“This year’s Boat Race will be exceptional in many ways, not least because it will be rowed as we emerge from a pandemic on the course at Ely. It marks the end of a very hard year for the Clubs but one where many organisations made the right call in very difficult circumstances. The first call was to cancel the race last year. BRCL got that exactly right and although it was a hard decision making it early proved to be the right answer. The Clubs have done exceptionally well to keep the athletes engaged through the disruption and even with a multitude of reasons not to proceed this year the Clubs have persevered and despite the uncertainty, BRCL and the Clubs seem to have made the right call.

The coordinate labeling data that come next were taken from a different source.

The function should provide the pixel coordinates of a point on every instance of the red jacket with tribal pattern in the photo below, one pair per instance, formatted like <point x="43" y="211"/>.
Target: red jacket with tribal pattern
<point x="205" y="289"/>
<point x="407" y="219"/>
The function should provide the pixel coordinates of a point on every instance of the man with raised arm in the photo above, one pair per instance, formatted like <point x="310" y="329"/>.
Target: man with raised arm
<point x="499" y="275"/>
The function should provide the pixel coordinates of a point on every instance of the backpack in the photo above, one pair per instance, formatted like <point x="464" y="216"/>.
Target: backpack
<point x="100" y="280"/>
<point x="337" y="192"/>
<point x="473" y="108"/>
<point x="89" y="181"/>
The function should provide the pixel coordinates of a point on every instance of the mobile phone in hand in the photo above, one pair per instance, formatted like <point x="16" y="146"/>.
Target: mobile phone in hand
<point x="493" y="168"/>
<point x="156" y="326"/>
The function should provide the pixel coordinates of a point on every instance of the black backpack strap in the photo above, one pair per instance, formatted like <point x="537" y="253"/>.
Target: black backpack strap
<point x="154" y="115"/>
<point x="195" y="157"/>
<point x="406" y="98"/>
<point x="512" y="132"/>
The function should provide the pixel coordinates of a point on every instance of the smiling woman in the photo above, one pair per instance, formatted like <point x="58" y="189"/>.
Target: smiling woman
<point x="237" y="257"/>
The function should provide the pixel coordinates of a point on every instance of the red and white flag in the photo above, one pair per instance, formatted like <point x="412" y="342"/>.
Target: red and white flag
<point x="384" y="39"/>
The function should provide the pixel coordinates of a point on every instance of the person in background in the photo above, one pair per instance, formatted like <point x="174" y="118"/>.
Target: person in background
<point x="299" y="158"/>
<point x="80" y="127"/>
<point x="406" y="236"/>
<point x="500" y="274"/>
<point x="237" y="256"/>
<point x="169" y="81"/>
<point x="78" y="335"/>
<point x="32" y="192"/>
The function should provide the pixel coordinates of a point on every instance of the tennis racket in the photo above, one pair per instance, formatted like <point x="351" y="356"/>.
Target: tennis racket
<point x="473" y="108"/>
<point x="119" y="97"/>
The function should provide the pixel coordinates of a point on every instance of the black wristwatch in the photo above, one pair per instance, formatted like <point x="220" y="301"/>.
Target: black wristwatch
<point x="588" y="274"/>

When this pandemic arrived we knew very little about what to expect except that there would be trouble for some time to come. Understanding a new pathogen well enough to make good decisions about how to manage it has not been easy but these two great Universities have provided remarkable contributions to the UK and global fight against the virus. The quality of the science in the Universities has allowed us to develop the UK’s own vaccine which is now at the forefront of taming the epidemic in the UK and will be the vaccine that more than any other saves the world. Similarly, the testing program has been underpinned by novel approaches pioneered by both institutions, modelling has been led by both and the core epidemiology and clinical trial platform has also come from us. Not everything has gone to plan in this pandemic, but the science response has been exceptional.
When asked by Sarah Montague on the BBC in November after we announced the vaccine data, whether we would be returning to normal by the spring, I predicted ‘Yes, Yes, Yes’. What I really was thinking was that we would have a Boat Race again this year and my prediction has turned out to be pretty accurate. There will be some more bumps on the road, but this event is a tell-tale sign that normality is returning.”